Für die Eltern Unterhalt zahlen?

Für die Eltern Unterhalt zahlen?

Die Problematik „Unterhalt für die Eltern“ sorgt zunehmend für Diskussionsstoff und ist längst kein Einzelfall mehr. Wann Kinder für ihre bedürftigen Eltern zahlen müssen, ist eine Frage, der man ratlos gegenüber steht. Fakt ist: Nicht nur Eltern müssen für den

Lebensunterhalt ihrer Kinder sorgen, auch die Nachkommen sind gesetzlich unterhaltspflichtig.

Der typische Fall sieht so aus: Ein Elternteil ist ins Heim gekommen, die Rente reicht für die Kosten nicht aus, und der Sozialhilfeträger springt hierfür mit ein. Anschließend prüft er, inwieweit er von den leiblichen Kindern Geld zurückerhalten kann.
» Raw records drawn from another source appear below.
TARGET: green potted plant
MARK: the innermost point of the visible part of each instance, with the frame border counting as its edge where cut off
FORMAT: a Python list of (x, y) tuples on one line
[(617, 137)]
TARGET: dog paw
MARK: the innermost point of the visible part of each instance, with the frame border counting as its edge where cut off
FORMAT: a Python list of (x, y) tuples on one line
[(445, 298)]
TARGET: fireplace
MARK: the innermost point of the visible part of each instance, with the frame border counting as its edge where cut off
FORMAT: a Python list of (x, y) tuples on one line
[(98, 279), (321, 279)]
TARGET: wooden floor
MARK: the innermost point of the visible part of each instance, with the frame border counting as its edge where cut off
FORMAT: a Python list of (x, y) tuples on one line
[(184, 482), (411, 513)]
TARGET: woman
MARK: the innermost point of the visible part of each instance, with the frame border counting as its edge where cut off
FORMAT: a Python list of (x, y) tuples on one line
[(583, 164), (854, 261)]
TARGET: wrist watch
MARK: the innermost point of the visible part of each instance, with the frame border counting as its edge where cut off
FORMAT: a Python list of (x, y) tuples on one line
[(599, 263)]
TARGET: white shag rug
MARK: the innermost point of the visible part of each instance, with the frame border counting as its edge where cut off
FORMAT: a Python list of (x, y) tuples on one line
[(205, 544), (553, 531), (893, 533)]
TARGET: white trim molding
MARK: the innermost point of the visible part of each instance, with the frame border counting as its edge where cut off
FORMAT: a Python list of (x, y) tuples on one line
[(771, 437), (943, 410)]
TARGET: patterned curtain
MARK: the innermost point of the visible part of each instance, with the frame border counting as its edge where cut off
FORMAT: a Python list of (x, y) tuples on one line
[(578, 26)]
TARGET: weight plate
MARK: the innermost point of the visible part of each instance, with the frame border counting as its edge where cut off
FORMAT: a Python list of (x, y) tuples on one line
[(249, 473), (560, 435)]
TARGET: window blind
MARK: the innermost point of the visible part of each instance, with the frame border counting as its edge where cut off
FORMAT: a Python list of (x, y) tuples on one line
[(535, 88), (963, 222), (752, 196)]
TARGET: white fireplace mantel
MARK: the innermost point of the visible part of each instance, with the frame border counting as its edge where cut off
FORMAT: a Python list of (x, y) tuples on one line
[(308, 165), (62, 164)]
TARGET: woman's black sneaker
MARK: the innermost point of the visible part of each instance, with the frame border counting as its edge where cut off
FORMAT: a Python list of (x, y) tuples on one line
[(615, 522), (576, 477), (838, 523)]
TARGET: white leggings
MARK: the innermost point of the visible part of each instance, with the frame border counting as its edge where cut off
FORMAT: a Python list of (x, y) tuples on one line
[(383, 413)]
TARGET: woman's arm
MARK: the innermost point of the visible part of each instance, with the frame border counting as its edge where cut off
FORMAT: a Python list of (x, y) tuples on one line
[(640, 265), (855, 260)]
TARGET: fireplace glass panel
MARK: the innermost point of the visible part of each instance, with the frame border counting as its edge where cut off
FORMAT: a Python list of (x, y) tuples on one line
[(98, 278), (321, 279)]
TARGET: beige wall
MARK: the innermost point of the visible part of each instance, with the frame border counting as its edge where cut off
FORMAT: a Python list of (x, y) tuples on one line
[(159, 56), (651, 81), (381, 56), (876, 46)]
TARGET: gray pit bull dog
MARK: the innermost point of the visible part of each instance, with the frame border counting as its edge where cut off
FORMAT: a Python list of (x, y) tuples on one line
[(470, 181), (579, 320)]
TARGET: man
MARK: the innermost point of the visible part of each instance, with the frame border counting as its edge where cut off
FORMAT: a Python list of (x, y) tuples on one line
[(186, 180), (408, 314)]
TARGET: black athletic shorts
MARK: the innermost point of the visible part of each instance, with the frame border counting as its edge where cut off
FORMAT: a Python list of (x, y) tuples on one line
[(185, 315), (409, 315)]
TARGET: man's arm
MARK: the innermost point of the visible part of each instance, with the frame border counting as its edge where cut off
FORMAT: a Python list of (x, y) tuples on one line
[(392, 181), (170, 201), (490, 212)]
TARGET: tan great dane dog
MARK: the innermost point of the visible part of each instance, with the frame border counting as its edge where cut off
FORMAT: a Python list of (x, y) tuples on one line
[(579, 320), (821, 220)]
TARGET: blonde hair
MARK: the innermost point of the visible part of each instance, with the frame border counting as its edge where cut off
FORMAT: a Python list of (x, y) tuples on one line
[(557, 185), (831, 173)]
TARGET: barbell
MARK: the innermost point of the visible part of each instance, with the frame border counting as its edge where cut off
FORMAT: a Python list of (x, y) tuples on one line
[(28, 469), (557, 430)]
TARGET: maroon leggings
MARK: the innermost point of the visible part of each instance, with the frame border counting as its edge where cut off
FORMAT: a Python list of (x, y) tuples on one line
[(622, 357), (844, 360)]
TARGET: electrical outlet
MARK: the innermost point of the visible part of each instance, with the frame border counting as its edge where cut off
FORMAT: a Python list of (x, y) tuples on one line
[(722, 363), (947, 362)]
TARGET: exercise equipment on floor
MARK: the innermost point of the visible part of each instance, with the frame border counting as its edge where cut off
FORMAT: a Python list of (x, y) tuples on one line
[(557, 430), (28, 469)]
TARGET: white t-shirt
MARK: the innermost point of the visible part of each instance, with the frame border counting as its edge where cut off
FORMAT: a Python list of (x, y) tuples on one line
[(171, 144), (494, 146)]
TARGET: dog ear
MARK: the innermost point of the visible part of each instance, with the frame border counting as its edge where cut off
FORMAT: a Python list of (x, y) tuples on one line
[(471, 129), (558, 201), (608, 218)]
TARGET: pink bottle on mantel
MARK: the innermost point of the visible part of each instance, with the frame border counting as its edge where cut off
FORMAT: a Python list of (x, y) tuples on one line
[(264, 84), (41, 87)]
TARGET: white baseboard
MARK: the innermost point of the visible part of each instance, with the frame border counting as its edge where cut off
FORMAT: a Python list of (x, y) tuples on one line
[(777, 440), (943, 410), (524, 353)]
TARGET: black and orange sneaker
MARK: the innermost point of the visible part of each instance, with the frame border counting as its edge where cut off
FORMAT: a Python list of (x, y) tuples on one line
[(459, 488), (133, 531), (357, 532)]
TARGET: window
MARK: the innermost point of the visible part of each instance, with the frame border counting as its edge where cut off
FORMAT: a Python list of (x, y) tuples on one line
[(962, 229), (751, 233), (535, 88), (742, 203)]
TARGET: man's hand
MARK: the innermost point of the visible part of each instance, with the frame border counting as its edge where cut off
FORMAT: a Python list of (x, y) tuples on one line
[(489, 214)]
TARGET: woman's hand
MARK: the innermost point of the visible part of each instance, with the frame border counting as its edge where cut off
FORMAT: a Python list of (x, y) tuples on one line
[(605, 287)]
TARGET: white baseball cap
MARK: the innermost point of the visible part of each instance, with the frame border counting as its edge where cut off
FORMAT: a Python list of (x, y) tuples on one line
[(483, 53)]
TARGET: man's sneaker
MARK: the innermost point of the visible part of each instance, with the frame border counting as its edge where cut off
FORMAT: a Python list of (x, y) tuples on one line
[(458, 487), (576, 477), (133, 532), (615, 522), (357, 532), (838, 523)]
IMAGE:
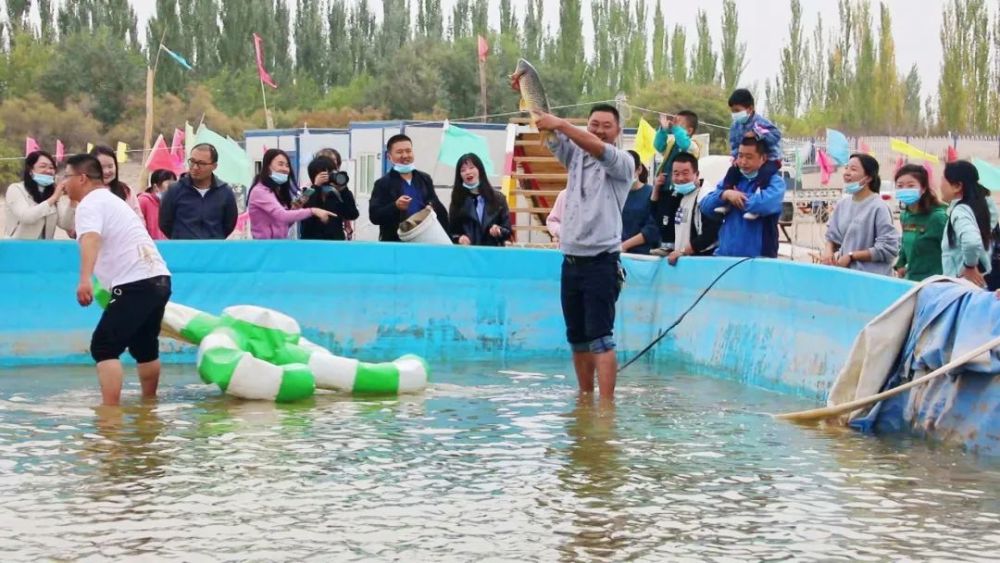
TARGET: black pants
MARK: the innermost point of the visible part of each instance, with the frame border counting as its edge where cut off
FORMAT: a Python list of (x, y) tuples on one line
[(132, 320), (590, 287)]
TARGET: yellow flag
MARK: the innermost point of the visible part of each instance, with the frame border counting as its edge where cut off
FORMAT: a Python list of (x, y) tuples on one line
[(122, 153), (644, 141), (911, 151)]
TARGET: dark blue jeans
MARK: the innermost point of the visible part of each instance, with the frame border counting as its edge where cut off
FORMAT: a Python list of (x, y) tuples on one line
[(590, 287)]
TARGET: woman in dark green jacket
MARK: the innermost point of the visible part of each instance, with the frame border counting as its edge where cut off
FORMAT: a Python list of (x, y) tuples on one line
[(924, 218)]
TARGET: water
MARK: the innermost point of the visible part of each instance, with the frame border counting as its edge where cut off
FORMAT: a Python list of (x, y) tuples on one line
[(486, 465)]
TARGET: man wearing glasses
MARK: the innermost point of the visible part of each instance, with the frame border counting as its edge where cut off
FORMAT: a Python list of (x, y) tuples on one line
[(199, 206)]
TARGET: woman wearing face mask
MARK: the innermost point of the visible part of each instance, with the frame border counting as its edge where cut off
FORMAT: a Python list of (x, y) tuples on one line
[(923, 218), (639, 231), (966, 242), (338, 200), (861, 234), (271, 200), (479, 215), (109, 167), (37, 205), (149, 201)]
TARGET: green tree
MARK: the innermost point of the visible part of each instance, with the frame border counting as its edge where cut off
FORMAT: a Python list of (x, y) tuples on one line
[(534, 33), (816, 73), (461, 20), (122, 68), (342, 65), (660, 45), (787, 94), (508, 20), (704, 60), (312, 56), (888, 90), (911, 101), (865, 108), (952, 90), (569, 42), (733, 51)]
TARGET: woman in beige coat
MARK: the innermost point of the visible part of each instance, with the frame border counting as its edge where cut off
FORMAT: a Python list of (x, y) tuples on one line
[(36, 205)]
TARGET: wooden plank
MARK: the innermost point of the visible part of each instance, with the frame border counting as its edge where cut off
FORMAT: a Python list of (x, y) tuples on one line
[(538, 159), (540, 176), (529, 193), (527, 120)]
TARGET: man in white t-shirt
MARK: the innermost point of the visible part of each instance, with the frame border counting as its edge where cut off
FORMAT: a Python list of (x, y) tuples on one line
[(116, 248)]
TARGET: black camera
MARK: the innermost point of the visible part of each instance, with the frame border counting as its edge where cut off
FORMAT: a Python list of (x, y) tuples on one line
[(339, 178)]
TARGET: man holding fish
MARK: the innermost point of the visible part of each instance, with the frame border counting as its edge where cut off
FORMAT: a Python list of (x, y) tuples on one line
[(600, 176)]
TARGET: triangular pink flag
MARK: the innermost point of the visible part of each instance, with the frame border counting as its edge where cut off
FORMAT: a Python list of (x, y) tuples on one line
[(826, 167), (30, 146), (160, 158), (177, 145)]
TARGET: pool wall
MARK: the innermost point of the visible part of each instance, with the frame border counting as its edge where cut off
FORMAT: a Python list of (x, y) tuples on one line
[(774, 324)]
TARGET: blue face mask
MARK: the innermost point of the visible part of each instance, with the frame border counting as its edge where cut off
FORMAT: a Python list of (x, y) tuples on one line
[(685, 189), (43, 180), (908, 196), (852, 188), (403, 168)]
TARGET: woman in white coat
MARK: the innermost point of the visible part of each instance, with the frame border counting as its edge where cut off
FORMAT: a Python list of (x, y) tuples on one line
[(36, 205)]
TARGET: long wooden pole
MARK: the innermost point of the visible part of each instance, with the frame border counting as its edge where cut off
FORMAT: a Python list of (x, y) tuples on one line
[(839, 410), (147, 138)]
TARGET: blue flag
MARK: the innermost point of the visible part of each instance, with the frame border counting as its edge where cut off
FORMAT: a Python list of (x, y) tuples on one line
[(180, 60), (456, 142), (837, 146)]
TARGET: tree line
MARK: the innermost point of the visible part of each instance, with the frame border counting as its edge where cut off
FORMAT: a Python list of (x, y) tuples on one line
[(76, 70)]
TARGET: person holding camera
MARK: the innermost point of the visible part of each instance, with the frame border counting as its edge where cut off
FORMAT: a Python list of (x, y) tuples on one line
[(329, 191)]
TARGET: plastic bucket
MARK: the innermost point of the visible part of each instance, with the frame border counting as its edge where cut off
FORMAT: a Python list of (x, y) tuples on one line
[(423, 227)]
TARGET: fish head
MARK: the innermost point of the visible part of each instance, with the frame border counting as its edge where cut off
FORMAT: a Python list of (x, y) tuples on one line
[(523, 67)]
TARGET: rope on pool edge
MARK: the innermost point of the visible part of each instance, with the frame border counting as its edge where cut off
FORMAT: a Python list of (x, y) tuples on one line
[(684, 314)]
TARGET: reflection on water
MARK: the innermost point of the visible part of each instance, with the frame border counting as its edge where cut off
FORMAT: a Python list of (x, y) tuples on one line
[(486, 464)]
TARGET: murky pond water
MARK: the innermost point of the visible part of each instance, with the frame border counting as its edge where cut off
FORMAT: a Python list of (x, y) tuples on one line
[(487, 465)]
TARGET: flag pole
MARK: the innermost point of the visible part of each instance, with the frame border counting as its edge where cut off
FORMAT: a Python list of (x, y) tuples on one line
[(482, 87), (267, 114), (148, 132)]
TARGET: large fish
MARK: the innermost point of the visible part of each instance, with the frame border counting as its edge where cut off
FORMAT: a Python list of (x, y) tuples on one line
[(526, 81)]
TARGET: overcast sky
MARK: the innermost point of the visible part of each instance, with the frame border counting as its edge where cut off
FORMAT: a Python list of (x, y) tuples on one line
[(764, 27)]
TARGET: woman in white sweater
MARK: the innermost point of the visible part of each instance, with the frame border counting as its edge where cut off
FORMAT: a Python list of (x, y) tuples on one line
[(36, 205)]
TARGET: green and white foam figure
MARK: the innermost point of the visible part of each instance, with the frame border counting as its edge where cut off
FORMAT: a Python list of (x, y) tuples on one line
[(256, 353)]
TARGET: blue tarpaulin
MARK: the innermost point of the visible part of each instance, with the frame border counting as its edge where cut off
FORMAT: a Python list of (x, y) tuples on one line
[(949, 320)]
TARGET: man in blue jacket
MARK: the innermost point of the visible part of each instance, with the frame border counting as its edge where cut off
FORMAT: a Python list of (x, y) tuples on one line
[(752, 195), (199, 206), (402, 192)]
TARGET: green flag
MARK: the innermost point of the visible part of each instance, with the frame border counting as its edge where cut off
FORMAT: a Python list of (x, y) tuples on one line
[(456, 142), (989, 175), (235, 167)]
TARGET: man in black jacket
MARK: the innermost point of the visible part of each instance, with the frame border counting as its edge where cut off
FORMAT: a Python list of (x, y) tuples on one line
[(199, 206), (402, 192)]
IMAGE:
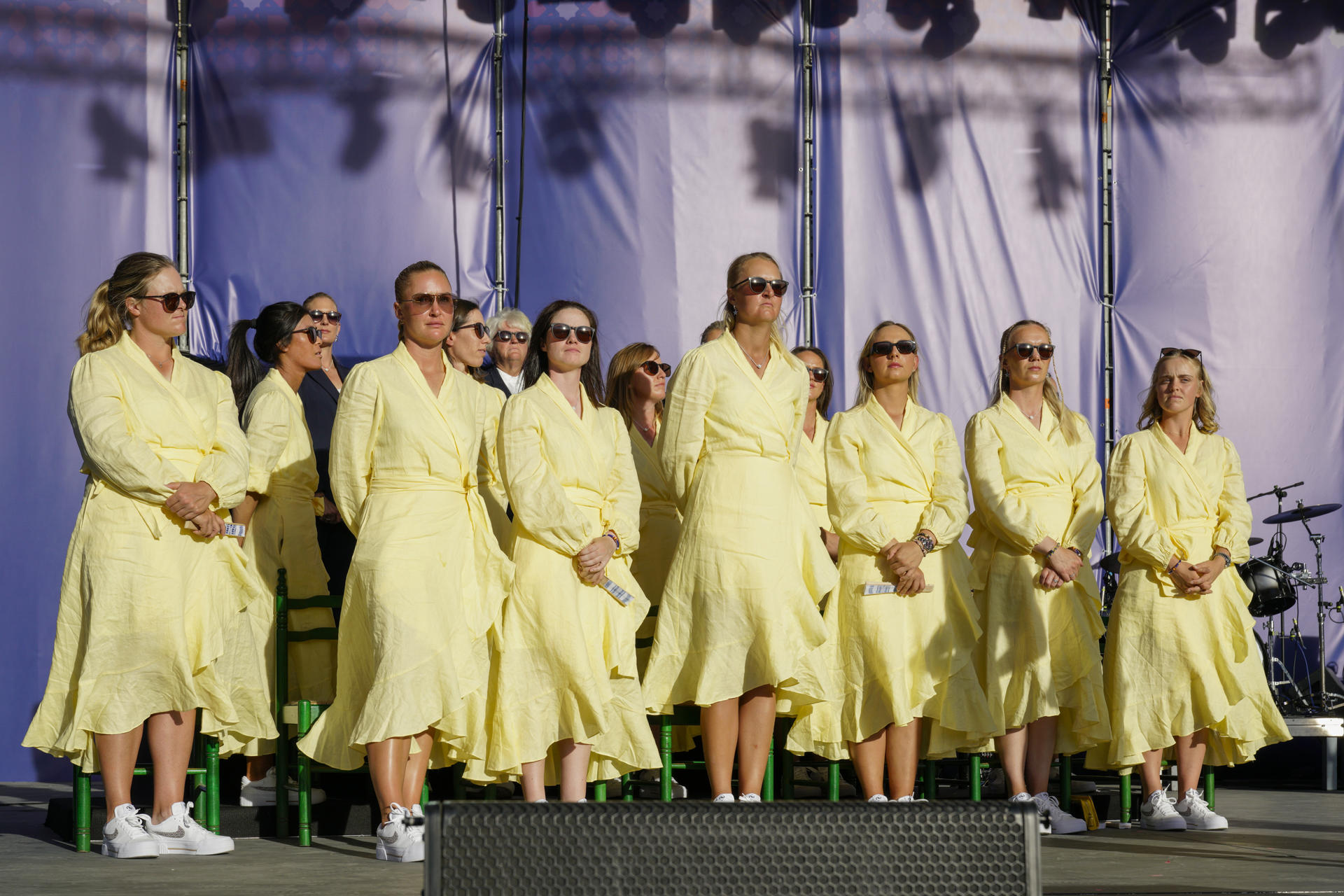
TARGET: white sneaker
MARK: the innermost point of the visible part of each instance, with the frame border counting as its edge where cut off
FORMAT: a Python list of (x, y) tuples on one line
[(398, 840), (262, 793), (125, 836), (179, 834), (1198, 814), (1158, 813), (1060, 822)]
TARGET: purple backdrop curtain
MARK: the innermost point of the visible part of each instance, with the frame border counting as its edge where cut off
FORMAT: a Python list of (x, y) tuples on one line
[(336, 143), (1230, 209), (84, 94)]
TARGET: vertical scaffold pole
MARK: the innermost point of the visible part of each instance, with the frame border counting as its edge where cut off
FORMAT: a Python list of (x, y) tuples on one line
[(182, 150), (808, 171)]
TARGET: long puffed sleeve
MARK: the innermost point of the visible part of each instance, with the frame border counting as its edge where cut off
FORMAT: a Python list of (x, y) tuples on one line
[(1089, 501), (682, 435), (1007, 514), (622, 514), (354, 434), (225, 468), (1126, 505), (948, 512), (99, 415), (853, 516), (537, 496), (1234, 512), (268, 434)]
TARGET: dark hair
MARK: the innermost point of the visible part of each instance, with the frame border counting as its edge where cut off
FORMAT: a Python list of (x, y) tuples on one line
[(824, 399), (274, 327), (537, 363)]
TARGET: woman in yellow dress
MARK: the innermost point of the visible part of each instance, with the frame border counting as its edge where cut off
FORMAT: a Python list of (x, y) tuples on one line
[(898, 503), (152, 625), (1037, 484), (566, 701), (428, 578), (1182, 668), (279, 511), (738, 628)]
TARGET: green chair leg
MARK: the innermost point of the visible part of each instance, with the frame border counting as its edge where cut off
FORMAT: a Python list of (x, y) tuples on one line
[(83, 811)]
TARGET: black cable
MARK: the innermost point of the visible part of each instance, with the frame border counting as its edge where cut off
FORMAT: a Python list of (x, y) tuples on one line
[(522, 158)]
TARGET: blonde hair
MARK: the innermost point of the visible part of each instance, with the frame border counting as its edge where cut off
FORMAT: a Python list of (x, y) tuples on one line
[(864, 390), (620, 379), (1054, 394), (108, 316), (1206, 412)]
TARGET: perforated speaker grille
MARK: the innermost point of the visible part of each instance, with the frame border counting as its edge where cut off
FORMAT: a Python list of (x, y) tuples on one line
[(955, 848)]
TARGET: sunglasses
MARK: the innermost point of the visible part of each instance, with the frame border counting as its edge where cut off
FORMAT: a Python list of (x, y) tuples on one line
[(758, 284), (421, 302), (1025, 349), (904, 346), (561, 333), (172, 300)]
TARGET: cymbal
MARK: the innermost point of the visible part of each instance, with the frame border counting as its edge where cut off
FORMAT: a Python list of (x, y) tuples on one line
[(1307, 512)]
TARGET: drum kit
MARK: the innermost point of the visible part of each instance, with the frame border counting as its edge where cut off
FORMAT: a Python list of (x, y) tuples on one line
[(1273, 583)]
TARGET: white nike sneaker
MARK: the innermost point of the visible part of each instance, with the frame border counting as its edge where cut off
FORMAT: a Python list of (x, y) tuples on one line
[(1158, 813), (398, 840), (125, 836), (262, 793), (179, 834), (1060, 822), (1196, 813)]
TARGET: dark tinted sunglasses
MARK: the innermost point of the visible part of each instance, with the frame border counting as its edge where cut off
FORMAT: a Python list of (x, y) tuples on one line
[(561, 333), (758, 284), (172, 300), (1025, 349), (904, 346)]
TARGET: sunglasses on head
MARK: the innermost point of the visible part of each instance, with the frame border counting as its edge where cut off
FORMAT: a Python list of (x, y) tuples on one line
[(561, 333), (421, 302), (904, 346), (172, 300), (758, 284), (1025, 349)]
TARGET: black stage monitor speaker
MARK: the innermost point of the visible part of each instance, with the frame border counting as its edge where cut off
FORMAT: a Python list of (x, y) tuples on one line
[(806, 848)]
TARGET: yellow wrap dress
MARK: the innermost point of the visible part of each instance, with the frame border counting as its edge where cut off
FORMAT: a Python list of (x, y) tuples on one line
[(428, 577), (283, 533), (1176, 663), (905, 657), (565, 665), (1041, 645), (739, 608), (152, 617)]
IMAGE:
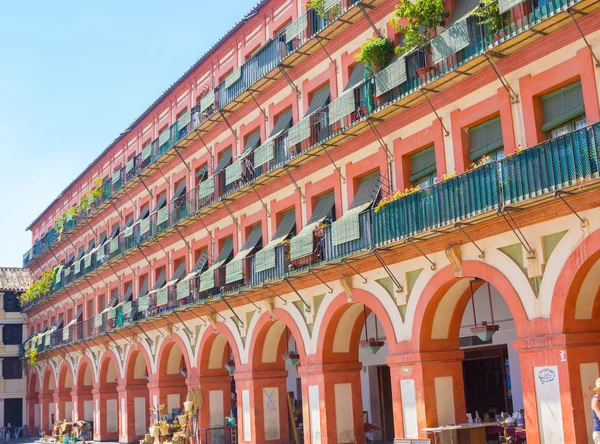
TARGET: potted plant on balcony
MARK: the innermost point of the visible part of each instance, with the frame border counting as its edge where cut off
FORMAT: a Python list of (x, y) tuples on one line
[(376, 53), (421, 19)]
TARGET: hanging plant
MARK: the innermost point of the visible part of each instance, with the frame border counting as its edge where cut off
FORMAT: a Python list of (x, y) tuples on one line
[(489, 13), (421, 17), (376, 53), (319, 7)]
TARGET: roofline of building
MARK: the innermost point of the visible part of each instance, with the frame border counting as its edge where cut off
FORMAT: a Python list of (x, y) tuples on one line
[(168, 91)]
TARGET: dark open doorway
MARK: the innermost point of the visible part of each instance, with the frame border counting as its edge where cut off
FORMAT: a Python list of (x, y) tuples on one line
[(485, 379), (13, 412)]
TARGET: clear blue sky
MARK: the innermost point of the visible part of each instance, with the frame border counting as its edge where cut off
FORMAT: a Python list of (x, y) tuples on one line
[(74, 74)]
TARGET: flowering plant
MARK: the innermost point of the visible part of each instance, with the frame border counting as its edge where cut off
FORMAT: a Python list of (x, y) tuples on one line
[(396, 195), (446, 176), (484, 159)]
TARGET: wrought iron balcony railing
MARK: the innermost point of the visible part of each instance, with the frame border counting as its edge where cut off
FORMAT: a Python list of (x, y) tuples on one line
[(480, 187)]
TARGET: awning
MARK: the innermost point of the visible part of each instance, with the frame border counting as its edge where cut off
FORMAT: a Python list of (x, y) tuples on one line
[(91, 246), (319, 99), (145, 211), (144, 288), (162, 200), (283, 123), (265, 258), (356, 77), (207, 279), (302, 244), (233, 270), (224, 161), (462, 8), (180, 190), (252, 141)]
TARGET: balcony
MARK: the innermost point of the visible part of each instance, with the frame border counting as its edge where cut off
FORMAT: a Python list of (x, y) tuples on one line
[(480, 186), (571, 161), (263, 69)]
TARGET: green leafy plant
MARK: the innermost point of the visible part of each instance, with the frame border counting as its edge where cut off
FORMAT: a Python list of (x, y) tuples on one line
[(39, 288), (376, 53), (421, 18), (489, 13), (319, 7)]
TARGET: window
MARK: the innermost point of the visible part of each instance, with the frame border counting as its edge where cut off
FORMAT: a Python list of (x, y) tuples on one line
[(423, 172), (486, 140), (563, 110), (11, 303), (12, 334), (12, 368)]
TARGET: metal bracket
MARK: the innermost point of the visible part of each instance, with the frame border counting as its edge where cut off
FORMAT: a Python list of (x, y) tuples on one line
[(324, 49), (146, 187), (517, 231), (287, 170), (583, 36), (145, 257), (259, 198), (388, 271), (514, 97), (257, 104), (345, 262), (186, 330), (273, 293), (187, 244), (182, 159), (422, 90), (459, 225), (228, 124), (412, 242), (249, 300), (230, 213), (362, 8), (232, 310), (559, 194), (289, 80), (324, 146), (321, 280), (306, 306)]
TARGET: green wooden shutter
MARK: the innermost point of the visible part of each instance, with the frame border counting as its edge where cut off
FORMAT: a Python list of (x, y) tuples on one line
[(485, 138), (559, 107), (422, 164)]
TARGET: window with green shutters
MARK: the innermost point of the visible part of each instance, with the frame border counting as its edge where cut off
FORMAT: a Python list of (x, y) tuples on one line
[(422, 168), (485, 139), (563, 110)]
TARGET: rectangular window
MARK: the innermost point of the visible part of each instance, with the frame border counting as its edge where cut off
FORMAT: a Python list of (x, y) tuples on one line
[(12, 334), (423, 172), (485, 139), (12, 368), (11, 303), (563, 110)]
Der Aufforderung, seine Einkommens- und Vermögensverhältnisse offenzulegen, muss man in den meisten Fällen nachkommen. Hier ist es wichtig, dass alles angegeben wird, was der eigenen Entlastung dient. Anerkannt werden z. B. einige Versicherungen, Geldanlagen oder weitere Unterhaltsverpflichtungen. Es spielt außerdem eine Rolle, ob man Geschwister hat, zur Miete oder im – abgezahlten – Eigenheim wohnt, ob man allein oder mit einer anderen Person in einem Haushalt lebt.

Empfehlenswert ist es also, bereits an dieser Stelle anwaltlichen Rat einzuholen. Kommt dann vom „Amt“ die Aufforderung, monatlich einen bestimmten Unterhalt zu zahlen, kann ein/e Fachanwalt/Fachanwältin für Familienrecht für Sie prüfen, ob der Anspruch im einzelnen gerechtfertigt ist und ggf. weitere vorteilhafte Umstände für Sie vortragen. Denn man zahlt Unterhalt unter Umständen für viele Jahre.